Leak from low pressure to high pressure???
(OP)
I have a process in which liquified CO2 with less than 1ppm of entrained O2 stored at 240 psig on one side of a ball valve with air at a few psig on the other appears to not only leak CO2 through the valve (small amounts) but the CO2 appears to absorb O2 through it as well (very small amounts but measureable). The equipment with air in it doesn't normally have it (it is a condenser for the CO2). This only happens when air is introduced to that unit and goes away when the unit is purged. Is it possible that Henry's law is having some affect?

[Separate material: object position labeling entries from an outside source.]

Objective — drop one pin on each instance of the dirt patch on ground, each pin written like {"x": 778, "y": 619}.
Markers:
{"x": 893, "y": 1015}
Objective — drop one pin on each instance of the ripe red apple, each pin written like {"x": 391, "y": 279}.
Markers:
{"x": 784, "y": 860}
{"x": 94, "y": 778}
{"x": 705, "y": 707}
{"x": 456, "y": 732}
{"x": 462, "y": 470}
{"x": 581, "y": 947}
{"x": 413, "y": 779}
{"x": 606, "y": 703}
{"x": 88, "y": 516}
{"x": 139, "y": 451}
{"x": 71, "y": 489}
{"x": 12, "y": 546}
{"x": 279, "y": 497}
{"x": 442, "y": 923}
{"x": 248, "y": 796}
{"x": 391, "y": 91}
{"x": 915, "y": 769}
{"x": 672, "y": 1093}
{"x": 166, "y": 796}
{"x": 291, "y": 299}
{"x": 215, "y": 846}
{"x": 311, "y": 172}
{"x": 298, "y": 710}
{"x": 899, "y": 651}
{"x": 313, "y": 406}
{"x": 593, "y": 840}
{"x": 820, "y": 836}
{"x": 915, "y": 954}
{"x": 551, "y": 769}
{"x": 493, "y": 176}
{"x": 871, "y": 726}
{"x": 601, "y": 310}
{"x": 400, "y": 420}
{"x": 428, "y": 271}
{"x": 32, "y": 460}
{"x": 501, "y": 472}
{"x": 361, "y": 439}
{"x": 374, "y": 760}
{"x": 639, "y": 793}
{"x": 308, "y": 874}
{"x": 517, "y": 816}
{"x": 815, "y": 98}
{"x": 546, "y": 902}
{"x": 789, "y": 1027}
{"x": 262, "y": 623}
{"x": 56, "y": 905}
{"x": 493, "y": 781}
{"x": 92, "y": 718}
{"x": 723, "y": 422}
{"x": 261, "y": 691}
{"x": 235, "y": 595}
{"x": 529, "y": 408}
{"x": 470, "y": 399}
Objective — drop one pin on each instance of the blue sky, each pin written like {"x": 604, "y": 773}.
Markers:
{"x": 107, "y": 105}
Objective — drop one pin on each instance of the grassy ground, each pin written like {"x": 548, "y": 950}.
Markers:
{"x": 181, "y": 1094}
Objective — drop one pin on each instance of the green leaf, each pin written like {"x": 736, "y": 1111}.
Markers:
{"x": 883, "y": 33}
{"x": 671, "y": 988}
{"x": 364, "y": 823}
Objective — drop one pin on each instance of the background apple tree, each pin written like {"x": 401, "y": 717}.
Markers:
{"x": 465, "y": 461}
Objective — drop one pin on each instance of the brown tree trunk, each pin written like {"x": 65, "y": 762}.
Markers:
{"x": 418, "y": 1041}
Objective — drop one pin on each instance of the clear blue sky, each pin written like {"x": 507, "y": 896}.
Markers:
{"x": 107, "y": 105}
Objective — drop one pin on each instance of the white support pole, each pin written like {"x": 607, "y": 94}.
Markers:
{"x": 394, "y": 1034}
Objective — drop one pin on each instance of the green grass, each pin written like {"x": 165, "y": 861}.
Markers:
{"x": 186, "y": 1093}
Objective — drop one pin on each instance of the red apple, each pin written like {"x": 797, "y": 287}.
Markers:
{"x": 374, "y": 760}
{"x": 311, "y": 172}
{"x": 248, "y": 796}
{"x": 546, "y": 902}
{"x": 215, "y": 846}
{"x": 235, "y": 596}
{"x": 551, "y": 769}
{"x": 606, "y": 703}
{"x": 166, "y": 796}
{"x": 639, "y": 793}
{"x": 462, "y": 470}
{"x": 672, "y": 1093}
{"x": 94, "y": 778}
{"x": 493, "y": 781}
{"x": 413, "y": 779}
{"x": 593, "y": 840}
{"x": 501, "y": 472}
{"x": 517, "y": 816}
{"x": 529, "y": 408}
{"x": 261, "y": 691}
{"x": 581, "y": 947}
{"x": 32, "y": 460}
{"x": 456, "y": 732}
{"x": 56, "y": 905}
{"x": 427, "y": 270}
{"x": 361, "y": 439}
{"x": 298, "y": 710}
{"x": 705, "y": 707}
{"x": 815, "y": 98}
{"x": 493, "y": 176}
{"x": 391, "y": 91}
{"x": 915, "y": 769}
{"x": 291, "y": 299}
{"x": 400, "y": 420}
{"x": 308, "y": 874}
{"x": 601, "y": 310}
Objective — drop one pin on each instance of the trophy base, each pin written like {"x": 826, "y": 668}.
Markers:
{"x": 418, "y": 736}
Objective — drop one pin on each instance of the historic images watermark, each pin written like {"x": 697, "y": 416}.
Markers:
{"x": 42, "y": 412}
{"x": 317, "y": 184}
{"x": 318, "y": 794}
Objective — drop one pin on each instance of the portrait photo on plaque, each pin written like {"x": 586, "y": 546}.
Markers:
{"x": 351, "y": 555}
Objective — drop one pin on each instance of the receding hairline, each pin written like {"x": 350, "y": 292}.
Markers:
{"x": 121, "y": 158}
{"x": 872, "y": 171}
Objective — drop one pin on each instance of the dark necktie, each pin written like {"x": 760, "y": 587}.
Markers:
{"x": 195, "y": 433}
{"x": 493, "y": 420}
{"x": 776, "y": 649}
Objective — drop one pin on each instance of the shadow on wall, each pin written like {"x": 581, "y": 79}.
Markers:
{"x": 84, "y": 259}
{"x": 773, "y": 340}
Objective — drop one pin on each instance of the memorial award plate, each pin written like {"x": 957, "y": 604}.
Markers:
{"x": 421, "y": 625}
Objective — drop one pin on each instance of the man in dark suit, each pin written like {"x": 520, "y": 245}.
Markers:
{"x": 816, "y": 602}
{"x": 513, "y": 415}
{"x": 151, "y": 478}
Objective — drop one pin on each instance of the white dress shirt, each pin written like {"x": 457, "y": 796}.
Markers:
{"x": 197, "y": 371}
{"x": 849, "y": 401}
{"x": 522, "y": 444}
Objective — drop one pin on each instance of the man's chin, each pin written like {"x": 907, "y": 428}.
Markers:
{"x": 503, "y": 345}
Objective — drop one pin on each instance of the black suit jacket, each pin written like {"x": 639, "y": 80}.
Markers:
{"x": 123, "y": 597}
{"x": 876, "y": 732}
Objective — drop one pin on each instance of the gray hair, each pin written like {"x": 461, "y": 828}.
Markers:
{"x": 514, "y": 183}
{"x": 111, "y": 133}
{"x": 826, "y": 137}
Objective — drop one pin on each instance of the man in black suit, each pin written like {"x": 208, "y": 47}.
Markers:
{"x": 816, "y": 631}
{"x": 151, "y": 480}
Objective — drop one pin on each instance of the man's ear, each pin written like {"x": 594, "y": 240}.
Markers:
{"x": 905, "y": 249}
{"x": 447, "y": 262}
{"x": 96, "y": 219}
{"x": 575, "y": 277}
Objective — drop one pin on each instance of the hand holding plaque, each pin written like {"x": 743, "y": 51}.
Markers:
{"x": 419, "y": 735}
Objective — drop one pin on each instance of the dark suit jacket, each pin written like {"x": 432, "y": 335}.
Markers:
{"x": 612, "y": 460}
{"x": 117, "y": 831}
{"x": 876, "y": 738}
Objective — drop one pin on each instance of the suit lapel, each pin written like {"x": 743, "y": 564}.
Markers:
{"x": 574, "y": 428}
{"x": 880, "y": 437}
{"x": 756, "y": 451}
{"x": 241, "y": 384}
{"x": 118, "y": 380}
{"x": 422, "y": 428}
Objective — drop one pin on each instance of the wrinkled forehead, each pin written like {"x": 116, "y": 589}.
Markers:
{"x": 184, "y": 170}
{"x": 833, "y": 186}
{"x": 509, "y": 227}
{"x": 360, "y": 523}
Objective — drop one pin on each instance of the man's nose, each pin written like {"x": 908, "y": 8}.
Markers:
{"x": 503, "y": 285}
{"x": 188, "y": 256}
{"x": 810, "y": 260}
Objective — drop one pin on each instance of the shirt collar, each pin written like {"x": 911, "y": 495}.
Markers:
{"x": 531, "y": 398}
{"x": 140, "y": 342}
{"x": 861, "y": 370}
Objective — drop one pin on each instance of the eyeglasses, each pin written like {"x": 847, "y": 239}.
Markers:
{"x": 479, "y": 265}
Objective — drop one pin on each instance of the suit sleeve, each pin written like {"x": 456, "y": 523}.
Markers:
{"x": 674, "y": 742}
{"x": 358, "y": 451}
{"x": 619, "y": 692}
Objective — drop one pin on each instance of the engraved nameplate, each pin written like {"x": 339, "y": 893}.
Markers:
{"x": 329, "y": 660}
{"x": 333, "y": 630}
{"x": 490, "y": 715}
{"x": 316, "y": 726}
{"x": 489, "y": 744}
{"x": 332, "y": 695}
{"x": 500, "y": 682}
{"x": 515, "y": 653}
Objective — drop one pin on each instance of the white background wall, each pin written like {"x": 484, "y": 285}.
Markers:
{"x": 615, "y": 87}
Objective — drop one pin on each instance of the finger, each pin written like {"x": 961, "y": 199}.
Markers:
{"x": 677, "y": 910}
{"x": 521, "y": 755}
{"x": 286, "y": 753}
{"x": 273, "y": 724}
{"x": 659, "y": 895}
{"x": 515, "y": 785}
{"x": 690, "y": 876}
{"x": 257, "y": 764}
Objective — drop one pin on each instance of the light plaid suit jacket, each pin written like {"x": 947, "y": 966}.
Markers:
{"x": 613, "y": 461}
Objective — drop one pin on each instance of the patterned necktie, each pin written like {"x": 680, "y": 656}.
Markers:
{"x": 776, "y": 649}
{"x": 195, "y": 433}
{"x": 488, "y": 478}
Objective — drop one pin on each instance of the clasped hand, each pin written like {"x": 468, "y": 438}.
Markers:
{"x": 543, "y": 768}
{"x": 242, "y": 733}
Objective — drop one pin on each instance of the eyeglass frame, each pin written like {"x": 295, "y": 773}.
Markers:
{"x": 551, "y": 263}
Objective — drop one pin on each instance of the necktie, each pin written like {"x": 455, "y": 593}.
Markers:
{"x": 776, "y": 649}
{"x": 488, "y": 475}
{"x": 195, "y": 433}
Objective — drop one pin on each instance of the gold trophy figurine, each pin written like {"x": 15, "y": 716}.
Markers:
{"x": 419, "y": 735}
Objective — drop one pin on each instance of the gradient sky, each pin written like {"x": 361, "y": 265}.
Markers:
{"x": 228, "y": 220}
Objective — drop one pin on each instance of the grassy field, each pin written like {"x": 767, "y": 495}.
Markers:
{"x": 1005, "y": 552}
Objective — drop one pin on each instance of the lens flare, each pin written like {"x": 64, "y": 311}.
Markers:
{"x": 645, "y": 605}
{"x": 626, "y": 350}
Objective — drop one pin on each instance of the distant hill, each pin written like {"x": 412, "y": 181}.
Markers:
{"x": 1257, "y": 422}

I have noticed this affect in a number of processes where O2 has been removed from a liquid (notably water with O2 less than 10 ppb in a pressurized pipe with a leaking flange gasket will pick up O2 and when the flange is fixed the problem goes away).
I would greatly appreciate any help someone could provide in articulating this, I can explain henry's law but have difficulty explaining how the leak appears to occur from the low pressure to the high pressure side.
Thanks!
I would greatly appreciate any help someone could provide in articulating this, I can explain henry's law but have difficulty explaining how the leak appears to occur from the low pressure to the high pressure side.
Thanks!





RE: Leak from low pressure to high pressure???
Diffusion can happen down a concentration gradient, even when there's a pressure gradient in the opposite direction. Witness the loss of helium through the intact glass boretube of a helium-neon laser- in this case, the helium is diffusing from a high concentration of helium, under vacuum, into a lower concentration fo helium in the surrounding atmosphere. That the atmospheric pressure is higher than the vacuum inside the tube is immaterial- the diffusional concentration gradient remains.
If indeed it's occurring, diffusion in your case is happening against an advective gradient (the bulk leakage of fluid across the pressure differential). If the advective flow is high enough (the leak is big enough), diffusion will be overwhelmed- think fish swimming up river. If the river is flowing fast enough, the fish won't be able to move relative to the shore.
RE: Leak from low pressure to high pressure???
I like the fish analogy. It even goes a step farther--the mass flow rate of the fish is tiny in comparison to the mass flow rate of water in the river. If the fish was a lot bigger then the drag force would make it a lot harder to go against the flow. That kind of explains why volume of something like CO2 that can difuse is much smaller than the volume of He that can difuse.
David
RE: Leak from low pressure to high pressure???
This is especially common for liquified gas service.
The hole vents pressure if the ball happens to trap liquid. Otherwise trapped liquid would depressure through the stem packing.
In your case, the ball could be venting trapped air. Think about it.
RE: Leak from low pressure to high pressure???
We had the same problem with a high pressure hydrogenation process, O2 would diffuse into the high pressure H2 and make some very undesirable byproducts
You find this hard to believe that one of the first papers on the diffusion of O2 into a high pressure system, in this case Helium was published many years ago. The helium system was operating at 22,000 psig. The paper was published by the old Gulf Oil Research Corporation.
RE: Leak from low pressure to high pressure???
Do an "advanced search" on this site on the word "diffusion" (without the quotation marks. I think you will find some interesting reading as difussion has been discussed quite a few times before.